The general parts, and the section about gcc and autoconfiscated
build, and about a Visual Studio build are by Tor Lillqvist.
General
=======
For prebuilt binaries (DLLs and EXEs) and developer packages (headers,
import libraries) of GLib, Pango, GTK+ etc for Windows, go to
http://www.gtk.org/download-windows.html . They are for "native"
Windows meaning they use the Win32 API and Microsoft C runtime library
only. No POSIX (Unix) emulation layer like Cygwin in involved.

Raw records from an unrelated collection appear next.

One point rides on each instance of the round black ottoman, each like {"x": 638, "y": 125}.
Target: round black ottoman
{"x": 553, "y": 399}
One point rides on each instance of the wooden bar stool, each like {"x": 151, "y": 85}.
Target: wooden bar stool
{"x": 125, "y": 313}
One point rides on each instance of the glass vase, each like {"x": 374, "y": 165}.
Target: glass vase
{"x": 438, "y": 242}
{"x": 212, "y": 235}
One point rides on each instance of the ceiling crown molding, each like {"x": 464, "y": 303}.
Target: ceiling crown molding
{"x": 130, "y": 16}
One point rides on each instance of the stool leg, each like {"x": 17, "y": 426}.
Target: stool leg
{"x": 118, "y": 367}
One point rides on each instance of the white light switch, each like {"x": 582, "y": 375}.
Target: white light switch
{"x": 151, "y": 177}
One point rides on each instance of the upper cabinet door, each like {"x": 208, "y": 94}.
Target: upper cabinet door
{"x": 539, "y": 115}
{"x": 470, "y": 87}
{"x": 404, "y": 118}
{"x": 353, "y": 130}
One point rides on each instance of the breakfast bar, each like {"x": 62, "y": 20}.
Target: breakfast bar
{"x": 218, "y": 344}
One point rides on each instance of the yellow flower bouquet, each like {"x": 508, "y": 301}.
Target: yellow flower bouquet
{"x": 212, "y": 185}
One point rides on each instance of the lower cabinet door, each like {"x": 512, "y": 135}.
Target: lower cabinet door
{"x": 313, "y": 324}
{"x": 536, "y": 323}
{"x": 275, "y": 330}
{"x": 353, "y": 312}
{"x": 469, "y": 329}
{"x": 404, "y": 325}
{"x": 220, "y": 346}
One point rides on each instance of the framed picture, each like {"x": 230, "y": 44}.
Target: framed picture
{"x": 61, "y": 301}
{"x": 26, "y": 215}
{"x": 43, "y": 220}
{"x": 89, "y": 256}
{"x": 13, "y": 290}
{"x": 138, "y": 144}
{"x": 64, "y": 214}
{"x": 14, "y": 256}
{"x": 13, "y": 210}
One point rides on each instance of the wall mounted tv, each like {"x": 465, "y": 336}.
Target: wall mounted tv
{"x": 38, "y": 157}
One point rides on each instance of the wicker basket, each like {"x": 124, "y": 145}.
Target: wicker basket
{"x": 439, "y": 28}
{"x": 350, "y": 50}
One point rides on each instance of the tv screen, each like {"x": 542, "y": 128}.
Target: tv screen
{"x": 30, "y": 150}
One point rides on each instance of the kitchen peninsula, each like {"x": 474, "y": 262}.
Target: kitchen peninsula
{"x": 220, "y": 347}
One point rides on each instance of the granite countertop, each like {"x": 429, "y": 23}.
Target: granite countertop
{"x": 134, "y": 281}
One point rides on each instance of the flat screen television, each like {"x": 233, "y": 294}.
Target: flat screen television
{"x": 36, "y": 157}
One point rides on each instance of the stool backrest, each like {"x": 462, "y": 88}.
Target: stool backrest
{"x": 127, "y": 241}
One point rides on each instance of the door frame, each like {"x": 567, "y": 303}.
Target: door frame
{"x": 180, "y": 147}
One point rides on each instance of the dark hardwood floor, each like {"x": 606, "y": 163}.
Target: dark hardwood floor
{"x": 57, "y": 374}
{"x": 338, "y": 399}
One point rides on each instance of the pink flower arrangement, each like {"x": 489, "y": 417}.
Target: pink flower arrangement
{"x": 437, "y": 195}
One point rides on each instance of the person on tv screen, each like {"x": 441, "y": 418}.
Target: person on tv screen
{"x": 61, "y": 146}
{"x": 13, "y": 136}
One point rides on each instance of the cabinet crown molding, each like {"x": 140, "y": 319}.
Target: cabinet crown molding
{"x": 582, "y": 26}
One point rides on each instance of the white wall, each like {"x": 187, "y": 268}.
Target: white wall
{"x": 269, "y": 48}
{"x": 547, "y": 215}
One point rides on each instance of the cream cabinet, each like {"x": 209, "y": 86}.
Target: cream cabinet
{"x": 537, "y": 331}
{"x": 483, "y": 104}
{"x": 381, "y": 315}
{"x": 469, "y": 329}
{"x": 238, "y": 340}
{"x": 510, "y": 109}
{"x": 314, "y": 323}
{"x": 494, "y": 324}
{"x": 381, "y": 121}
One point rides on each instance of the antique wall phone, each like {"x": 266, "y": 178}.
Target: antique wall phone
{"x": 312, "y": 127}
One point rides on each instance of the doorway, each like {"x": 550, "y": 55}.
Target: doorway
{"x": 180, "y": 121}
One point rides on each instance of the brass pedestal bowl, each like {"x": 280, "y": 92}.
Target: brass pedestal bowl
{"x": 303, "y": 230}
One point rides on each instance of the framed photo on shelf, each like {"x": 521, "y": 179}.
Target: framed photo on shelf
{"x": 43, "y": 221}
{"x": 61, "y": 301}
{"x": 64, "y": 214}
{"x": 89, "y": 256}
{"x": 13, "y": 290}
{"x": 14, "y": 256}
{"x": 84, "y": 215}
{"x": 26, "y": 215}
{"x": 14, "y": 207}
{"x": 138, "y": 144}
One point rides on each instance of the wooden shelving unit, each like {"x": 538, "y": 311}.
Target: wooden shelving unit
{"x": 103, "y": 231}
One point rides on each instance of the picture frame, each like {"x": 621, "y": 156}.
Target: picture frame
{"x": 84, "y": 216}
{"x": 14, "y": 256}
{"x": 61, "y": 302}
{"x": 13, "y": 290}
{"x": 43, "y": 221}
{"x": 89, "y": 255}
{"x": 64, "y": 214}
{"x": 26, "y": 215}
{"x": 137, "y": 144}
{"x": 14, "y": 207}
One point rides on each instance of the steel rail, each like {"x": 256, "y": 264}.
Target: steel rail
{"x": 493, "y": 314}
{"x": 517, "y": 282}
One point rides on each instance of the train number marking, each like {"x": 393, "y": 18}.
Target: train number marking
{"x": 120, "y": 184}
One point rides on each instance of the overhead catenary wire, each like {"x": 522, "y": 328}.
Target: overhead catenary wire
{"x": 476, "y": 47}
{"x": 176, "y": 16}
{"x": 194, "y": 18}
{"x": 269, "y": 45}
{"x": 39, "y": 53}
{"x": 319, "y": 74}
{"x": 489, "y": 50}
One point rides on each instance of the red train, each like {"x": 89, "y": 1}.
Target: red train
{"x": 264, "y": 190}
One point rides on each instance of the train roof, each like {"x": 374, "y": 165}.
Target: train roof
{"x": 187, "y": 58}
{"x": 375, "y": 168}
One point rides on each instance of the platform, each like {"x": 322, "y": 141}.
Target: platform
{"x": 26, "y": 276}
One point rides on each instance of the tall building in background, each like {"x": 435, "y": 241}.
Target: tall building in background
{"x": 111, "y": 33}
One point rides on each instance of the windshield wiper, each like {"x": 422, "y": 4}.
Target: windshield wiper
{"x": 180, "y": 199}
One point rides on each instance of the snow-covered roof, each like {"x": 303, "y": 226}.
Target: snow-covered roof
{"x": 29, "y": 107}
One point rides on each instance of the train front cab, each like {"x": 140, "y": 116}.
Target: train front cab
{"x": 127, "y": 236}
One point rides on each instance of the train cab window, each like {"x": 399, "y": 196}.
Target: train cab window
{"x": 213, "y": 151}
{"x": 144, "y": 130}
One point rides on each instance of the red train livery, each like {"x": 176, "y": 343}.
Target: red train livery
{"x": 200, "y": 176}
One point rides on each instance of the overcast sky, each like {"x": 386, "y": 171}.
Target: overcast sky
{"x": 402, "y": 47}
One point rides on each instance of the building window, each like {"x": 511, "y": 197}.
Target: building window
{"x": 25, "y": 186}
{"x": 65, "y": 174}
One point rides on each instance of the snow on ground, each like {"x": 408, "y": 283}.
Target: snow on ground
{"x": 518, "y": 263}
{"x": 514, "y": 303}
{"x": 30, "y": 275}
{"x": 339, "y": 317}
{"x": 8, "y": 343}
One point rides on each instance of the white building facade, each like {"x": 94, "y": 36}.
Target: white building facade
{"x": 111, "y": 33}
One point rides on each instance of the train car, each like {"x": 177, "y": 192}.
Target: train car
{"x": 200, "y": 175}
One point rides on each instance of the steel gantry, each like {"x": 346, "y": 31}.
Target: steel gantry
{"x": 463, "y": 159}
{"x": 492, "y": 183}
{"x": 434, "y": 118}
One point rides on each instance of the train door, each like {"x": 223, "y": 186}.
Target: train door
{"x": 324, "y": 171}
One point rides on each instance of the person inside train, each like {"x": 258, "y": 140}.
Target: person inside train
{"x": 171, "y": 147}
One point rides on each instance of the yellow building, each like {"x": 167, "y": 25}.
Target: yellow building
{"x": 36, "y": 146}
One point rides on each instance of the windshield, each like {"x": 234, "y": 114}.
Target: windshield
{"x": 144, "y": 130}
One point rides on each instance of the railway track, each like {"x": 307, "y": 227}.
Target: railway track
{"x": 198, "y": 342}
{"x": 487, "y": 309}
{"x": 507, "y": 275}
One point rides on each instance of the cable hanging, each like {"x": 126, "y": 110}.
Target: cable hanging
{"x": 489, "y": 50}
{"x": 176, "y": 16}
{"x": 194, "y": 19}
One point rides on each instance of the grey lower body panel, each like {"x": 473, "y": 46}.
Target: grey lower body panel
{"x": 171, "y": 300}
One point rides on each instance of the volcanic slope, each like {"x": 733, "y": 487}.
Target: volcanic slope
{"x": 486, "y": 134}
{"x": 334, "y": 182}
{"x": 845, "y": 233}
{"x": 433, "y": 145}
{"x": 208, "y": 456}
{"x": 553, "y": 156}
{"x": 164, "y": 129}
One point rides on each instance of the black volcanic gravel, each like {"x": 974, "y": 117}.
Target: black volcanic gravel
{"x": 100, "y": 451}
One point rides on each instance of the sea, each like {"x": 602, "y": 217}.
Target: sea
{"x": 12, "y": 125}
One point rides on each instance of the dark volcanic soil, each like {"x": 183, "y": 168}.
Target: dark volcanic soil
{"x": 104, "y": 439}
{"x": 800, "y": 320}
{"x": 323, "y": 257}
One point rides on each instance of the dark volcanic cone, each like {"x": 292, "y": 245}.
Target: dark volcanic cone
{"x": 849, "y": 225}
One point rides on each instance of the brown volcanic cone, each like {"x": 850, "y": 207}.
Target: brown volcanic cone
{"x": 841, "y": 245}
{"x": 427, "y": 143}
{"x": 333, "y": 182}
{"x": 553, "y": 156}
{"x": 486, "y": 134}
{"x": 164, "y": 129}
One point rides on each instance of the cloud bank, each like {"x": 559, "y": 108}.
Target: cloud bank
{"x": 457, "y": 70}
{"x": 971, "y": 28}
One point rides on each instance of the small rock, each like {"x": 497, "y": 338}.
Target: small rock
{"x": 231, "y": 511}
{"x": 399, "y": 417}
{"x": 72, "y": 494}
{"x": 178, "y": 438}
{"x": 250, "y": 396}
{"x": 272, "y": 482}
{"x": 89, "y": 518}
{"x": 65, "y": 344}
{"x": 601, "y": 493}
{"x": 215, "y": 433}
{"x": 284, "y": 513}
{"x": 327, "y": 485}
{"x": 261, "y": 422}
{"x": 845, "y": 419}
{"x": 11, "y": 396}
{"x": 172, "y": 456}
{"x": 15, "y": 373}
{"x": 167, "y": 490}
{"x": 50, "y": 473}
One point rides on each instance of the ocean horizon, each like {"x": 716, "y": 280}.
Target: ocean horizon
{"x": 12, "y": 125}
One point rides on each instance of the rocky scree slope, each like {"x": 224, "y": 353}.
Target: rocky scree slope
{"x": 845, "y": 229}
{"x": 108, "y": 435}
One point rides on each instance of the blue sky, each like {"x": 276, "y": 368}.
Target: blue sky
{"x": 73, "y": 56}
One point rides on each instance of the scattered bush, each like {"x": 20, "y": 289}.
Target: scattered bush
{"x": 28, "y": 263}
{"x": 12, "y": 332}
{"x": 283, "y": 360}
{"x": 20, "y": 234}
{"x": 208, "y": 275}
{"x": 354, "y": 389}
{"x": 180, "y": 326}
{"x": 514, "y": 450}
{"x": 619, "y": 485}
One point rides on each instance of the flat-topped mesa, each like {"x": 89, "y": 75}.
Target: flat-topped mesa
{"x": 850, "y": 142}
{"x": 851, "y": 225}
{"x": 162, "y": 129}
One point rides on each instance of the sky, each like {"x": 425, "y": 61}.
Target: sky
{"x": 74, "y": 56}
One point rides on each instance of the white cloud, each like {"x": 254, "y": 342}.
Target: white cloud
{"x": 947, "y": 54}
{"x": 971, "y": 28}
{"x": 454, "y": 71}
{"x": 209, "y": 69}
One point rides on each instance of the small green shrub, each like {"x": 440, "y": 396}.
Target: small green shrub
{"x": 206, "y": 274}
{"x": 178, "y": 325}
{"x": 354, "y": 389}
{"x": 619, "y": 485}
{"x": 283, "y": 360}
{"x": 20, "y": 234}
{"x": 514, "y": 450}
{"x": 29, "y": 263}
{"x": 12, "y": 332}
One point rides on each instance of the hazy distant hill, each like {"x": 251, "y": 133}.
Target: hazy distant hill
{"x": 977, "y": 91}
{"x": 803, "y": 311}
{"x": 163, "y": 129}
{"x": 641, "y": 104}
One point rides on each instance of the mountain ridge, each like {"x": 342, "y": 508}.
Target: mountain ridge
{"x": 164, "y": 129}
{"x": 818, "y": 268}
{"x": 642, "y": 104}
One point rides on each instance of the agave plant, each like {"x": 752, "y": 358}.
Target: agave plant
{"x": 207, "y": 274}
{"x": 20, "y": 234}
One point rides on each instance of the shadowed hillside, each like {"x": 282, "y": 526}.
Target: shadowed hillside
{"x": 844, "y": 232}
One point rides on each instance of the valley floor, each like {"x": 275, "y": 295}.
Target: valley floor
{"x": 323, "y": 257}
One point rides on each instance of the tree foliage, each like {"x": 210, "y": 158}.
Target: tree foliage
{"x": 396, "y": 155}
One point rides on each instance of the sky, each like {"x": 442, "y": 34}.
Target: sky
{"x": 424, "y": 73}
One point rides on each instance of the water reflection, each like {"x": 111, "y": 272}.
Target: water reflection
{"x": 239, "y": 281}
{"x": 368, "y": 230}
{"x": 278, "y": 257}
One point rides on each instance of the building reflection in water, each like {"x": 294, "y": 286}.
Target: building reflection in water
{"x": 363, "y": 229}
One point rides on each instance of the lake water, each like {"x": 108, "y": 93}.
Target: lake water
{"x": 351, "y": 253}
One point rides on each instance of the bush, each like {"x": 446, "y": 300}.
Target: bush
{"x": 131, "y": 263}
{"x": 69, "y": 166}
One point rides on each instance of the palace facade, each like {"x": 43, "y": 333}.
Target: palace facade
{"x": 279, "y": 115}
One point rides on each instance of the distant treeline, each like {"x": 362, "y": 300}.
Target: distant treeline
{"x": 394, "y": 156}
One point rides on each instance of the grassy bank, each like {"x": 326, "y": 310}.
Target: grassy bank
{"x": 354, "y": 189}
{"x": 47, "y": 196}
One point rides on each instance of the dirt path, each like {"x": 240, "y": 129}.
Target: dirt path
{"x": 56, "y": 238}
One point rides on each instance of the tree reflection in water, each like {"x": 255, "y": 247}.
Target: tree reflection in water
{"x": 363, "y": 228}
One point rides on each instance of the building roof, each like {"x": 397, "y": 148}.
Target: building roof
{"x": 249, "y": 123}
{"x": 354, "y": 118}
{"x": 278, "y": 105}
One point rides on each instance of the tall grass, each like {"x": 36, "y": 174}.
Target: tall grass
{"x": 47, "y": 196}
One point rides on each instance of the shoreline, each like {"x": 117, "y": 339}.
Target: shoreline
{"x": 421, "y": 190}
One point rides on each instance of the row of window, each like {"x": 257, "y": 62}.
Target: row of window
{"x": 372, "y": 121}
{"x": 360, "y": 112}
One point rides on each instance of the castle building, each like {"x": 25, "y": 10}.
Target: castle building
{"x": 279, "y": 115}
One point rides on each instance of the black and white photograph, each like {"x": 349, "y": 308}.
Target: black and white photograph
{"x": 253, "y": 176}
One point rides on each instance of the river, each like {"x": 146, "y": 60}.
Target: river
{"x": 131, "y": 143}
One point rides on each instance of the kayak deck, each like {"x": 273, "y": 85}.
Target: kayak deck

To build GLib on Win32, you can use either gcc ("mingw") or the
Microsoft compiler and tools. For the latter, MSVC6 and later have
been used successfully. Also the Digital Mars C/C++ compiler has
reportedly been used.
You can also cross-compile GLib for Windows from Linux using the
cross-compiling mingw packages for your distro.
Note that to just *use* GLib on Windows, there is no need to build it
yourself.
On Windows setting up a correct build environment can be quite a task,
especially if you are used to just type "./configure; make" on Linux,
and expect things to work as smoothly on Windows.
The following preprocessor macros are to be used for conditional
compilation related to Win32 in GLib-using code:
- G_OS_WIN32 is defined when compiling for native Win32, without
any POSIX emulation, other than to the extent provided by the
bundled Microsoft C library (msvcr*.dll).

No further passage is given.